Quer saber menos de quanto foi e mais do quê foi 2022? Eu também.
2022 foi o ano em que Little Nemo finalmente teve uma edição digna no Brasil, depois de cento e tantos anos. Foi praticamente o mesmo caso com Krazy Kat. Outros clássicos indiscutíveis, como Alack Sinner, Ônibus e Um Cadáver no Rio Imjin também resolveram dar as caras no Brasil em 2022.
Cidade de Vidro ganhou uma nova edição para ficar em catálogo. Hitman e Starman voltaram, dessa vez para ir até o fim. Nausicaä, espera-se, também vai até o fim. Palavras, Magias e Serpentes e WildC.A.T.s por Alan Moore cavoucaram o que ainda era inédito ou quase inédito do barbudão por aqui.

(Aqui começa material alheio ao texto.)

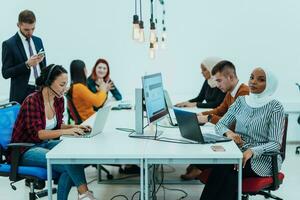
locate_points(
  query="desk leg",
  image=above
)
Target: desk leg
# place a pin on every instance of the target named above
(49, 177)
(240, 180)
(146, 180)
(142, 179)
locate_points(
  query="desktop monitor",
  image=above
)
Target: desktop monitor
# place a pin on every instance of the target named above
(154, 97)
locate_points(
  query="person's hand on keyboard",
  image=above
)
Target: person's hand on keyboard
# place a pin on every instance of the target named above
(76, 131)
(85, 128)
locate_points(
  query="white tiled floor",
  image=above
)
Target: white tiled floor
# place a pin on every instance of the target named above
(288, 191)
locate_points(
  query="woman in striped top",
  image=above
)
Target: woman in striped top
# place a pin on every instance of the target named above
(259, 123)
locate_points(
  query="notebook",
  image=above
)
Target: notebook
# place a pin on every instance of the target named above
(98, 124)
(189, 128)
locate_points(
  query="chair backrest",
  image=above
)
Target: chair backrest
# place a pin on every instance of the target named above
(8, 116)
(284, 135)
(72, 112)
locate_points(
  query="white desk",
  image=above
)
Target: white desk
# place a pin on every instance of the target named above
(115, 147)
(171, 153)
(109, 147)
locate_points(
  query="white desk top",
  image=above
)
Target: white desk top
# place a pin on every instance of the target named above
(114, 144)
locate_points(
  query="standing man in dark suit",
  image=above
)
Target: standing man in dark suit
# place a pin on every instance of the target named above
(20, 61)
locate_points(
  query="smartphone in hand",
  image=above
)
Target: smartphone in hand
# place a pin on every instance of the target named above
(41, 52)
(217, 148)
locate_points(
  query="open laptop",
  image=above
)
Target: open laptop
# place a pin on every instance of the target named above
(98, 124)
(189, 128)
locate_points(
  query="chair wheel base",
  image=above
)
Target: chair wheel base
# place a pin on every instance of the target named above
(109, 177)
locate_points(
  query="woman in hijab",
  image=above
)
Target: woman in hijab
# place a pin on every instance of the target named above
(209, 92)
(259, 122)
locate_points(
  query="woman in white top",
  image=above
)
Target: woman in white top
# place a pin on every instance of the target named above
(259, 120)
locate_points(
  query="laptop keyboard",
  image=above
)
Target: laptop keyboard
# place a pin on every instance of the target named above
(211, 137)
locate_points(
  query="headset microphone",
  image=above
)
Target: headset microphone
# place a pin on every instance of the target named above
(57, 95)
(48, 83)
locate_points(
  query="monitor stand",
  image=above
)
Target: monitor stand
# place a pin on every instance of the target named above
(149, 132)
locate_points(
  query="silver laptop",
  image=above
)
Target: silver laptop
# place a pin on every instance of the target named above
(98, 124)
(170, 106)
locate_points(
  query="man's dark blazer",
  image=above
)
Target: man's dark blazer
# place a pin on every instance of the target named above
(14, 67)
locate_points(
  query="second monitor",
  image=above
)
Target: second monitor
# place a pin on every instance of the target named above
(149, 99)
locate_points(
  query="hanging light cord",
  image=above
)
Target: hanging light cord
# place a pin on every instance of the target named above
(151, 11)
(141, 10)
(135, 7)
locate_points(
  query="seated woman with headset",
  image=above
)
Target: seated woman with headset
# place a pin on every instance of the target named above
(259, 124)
(40, 120)
(83, 99)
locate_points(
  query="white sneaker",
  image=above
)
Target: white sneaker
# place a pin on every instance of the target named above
(88, 195)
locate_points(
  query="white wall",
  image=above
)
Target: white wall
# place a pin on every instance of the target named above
(249, 33)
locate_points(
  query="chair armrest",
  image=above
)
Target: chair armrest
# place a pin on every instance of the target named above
(16, 145)
(275, 170)
(15, 158)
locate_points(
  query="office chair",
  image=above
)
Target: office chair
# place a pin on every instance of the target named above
(261, 185)
(13, 170)
(74, 115)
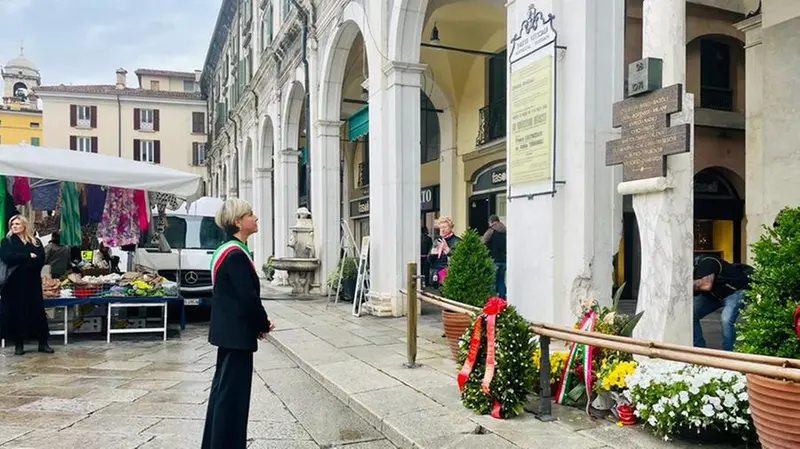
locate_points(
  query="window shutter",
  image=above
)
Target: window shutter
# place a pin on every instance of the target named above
(157, 151)
(93, 116)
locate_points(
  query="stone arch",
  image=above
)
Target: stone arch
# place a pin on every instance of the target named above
(405, 29)
(353, 21)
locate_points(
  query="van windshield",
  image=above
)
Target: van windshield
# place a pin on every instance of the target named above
(187, 232)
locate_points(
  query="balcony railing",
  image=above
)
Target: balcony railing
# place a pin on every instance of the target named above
(716, 98)
(491, 123)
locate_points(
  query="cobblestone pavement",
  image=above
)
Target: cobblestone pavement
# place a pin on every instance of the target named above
(142, 393)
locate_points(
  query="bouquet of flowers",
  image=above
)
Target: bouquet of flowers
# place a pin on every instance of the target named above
(672, 397)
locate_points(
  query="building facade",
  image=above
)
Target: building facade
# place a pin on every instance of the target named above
(407, 106)
(20, 115)
(161, 121)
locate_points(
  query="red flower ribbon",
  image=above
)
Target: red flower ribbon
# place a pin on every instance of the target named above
(491, 309)
(797, 321)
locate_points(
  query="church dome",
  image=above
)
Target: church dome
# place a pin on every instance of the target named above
(21, 65)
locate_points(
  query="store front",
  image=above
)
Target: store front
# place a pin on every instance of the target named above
(488, 197)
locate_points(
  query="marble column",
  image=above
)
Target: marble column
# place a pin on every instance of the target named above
(286, 199)
(325, 194)
(664, 207)
(262, 205)
(394, 185)
(754, 131)
(448, 177)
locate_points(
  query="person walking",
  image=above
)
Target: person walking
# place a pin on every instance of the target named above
(238, 321)
(22, 315)
(495, 239)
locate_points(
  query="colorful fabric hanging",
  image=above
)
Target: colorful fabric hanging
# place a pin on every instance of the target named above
(22, 191)
(70, 215)
(44, 194)
(120, 224)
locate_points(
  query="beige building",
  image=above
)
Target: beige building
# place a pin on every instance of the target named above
(161, 121)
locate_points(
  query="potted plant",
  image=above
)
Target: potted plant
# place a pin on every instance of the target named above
(349, 269)
(469, 280)
(768, 327)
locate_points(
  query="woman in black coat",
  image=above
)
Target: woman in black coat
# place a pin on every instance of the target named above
(238, 321)
(22, 315)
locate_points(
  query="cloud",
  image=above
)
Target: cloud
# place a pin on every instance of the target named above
(85, 41)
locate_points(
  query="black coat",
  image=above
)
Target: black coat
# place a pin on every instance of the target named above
(22, 315)
(237, 316)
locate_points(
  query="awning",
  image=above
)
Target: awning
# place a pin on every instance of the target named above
(92, 168)
(358, 124)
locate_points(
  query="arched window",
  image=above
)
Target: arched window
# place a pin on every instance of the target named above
(430, 136)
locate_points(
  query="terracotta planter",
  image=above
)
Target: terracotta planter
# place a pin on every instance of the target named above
(775, 407)
(454, 326)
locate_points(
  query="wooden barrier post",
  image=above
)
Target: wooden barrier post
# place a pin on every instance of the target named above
(545, 398)
(411, 317)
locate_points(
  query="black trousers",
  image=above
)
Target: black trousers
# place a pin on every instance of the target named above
(229, 401)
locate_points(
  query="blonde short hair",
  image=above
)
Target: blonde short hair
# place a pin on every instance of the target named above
(27, 231)
(231, 210)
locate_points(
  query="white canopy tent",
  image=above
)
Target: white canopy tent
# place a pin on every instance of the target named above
(91, 168)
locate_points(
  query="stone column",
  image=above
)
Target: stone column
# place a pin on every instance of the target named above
(448, 177)
(325, 193)
(286, 199)
(262, 205)
(754, 134)
(560, 246)
(394, 185)
(665, 208)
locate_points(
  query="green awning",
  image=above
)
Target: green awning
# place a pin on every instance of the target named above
(358, 124)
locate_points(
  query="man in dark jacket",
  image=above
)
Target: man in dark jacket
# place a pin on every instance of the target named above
(495, 239)
(718, 284)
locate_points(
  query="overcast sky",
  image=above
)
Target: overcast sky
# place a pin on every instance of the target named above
(86, 41)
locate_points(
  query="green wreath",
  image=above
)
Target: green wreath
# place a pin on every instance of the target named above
(514, 371)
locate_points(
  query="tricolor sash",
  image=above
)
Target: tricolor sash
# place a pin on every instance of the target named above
(223, 251)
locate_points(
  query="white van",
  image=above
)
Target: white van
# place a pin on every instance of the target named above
(193, 234)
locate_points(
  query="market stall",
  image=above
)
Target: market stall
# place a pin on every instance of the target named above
(95, 202)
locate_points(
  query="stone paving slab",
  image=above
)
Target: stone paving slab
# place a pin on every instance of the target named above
(420, 408)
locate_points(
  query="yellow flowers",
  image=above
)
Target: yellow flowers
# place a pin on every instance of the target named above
(612, 374)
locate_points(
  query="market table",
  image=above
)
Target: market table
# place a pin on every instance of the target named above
(117, 302)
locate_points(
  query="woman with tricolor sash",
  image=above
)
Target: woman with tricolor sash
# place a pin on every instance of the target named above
(238, 321)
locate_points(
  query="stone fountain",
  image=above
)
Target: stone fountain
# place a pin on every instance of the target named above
(301, 267)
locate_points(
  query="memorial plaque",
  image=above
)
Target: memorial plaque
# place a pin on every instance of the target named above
(647, 139)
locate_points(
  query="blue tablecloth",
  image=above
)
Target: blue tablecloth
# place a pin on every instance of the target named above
(61, 302)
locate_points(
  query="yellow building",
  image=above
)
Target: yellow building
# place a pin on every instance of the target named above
(21, 118)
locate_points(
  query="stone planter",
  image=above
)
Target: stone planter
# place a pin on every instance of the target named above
(454, 326)
(775, 407)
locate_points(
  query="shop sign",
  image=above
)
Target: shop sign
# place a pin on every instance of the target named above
(490, 179)
(359, 207)
(429, 198)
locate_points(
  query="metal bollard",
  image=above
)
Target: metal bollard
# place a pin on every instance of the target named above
(545, 399)
(411, 318)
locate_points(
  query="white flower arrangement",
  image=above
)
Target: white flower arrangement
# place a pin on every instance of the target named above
(673, 396)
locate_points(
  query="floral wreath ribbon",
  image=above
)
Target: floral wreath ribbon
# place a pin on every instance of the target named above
(491, 309)
(588, 323)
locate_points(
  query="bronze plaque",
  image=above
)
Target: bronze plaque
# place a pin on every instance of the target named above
(647, 139)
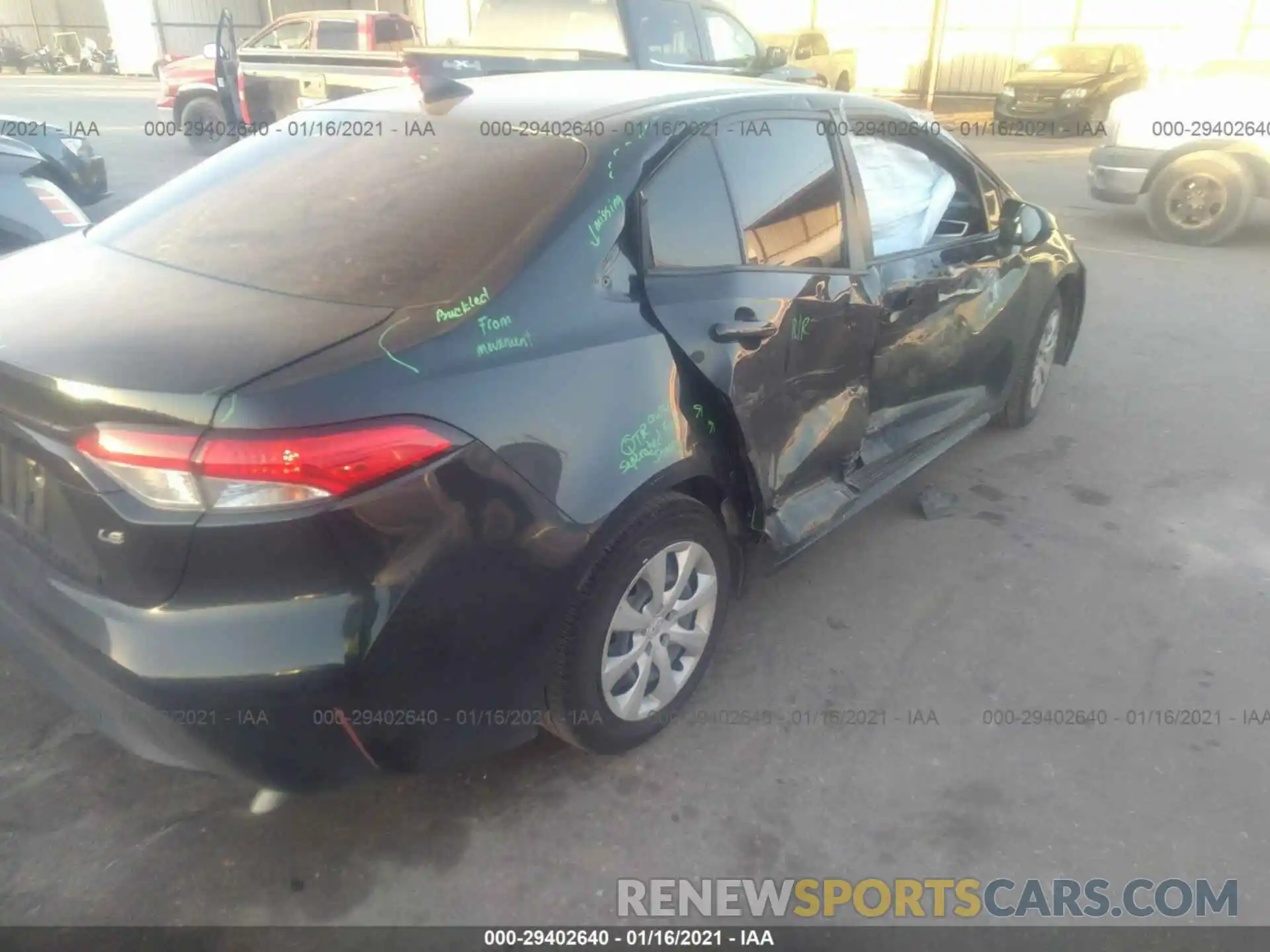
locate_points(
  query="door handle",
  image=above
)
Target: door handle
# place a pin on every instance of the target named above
(742, 331)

Eleanor Davis, Andi Watson, Aimée de Jongh, Noah Van Sciver, Rachel Smythe, Pedro Mancini, Simon Gärdenfors, Julie Doucet, Joe Ollmann, Trung Le Nguyen, Jim Woodring, Darryl Cunningham, Wilfrid Lupano & Grégory Panaccione, Davide Reviati e Chantal Montellier, entre outros autores muito discutidos lá fora, nunca (ou mal) tinham sido publicados no Brasil até 2022.
Seth, Ralf König, Cyril Pedrosa, Lucas Varela, Lorenzo Mattoti, Powerpaola e Lewis Trondheim, nomes que aparecem muito no exterior, mas no Brasil passam tempos sumidos, tiveram lançamentos brasileiros em 2022.

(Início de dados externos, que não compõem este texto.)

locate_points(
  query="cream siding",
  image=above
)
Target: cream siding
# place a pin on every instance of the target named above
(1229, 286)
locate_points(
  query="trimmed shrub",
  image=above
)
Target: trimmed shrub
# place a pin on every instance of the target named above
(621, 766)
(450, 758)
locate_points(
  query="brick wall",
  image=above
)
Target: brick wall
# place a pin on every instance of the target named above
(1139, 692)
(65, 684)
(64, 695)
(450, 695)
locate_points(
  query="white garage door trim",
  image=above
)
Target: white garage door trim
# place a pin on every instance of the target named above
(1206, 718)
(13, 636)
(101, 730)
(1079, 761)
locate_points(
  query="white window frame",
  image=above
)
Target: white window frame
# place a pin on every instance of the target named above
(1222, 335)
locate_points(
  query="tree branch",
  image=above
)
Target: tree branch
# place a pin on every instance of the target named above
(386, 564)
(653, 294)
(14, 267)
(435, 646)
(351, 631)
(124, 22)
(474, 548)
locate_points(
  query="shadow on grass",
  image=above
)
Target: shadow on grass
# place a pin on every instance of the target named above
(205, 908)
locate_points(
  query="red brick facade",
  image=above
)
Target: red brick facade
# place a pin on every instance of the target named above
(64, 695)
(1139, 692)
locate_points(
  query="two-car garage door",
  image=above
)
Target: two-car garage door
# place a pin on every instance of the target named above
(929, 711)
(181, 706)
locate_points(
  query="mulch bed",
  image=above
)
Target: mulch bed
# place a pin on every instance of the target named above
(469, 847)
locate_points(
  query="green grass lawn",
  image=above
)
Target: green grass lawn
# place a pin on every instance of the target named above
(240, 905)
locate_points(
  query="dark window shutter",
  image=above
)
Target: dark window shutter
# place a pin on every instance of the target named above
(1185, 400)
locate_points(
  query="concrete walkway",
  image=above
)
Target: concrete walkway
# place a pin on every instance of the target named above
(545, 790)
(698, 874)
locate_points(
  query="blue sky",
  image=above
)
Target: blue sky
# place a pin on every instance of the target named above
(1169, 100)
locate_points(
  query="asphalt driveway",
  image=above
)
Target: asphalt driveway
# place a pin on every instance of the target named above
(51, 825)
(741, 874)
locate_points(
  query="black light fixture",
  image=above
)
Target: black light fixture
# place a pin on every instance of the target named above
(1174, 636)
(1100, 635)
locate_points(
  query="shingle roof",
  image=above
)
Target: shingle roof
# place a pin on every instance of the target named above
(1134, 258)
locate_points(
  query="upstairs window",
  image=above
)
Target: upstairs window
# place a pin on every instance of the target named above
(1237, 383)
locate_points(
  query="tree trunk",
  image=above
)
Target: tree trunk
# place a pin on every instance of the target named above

O que é O Mundo Sem Fim? É uma longa conversa em quadrinhos, informativa e engraçada, entre Jancovici, um especialista em energias renováveis, e Blain, o quadrinista de Gus, Isaac o Pirata e outras maravilhas.
Jancovici explica que nossa dependência dos combustíveis fósseis vai ter que acabar e que opções como solar e eólica não dão conta da demanda. A solução, para ele, é aceitarmos a energia nuclear – a qual, de novo segundo Jancovici, é menos perigosa do que pintam.
Mundo Sem Fim também foi tema de uma das notícias mais curiosas do ano nos quadrinhos. No final de 2022, algumas livrarias da França receberam “erratas” para colocar dentro de cada exemplar, com uma lista de correções a argumentos que o álbum faz sobre energia nuclear.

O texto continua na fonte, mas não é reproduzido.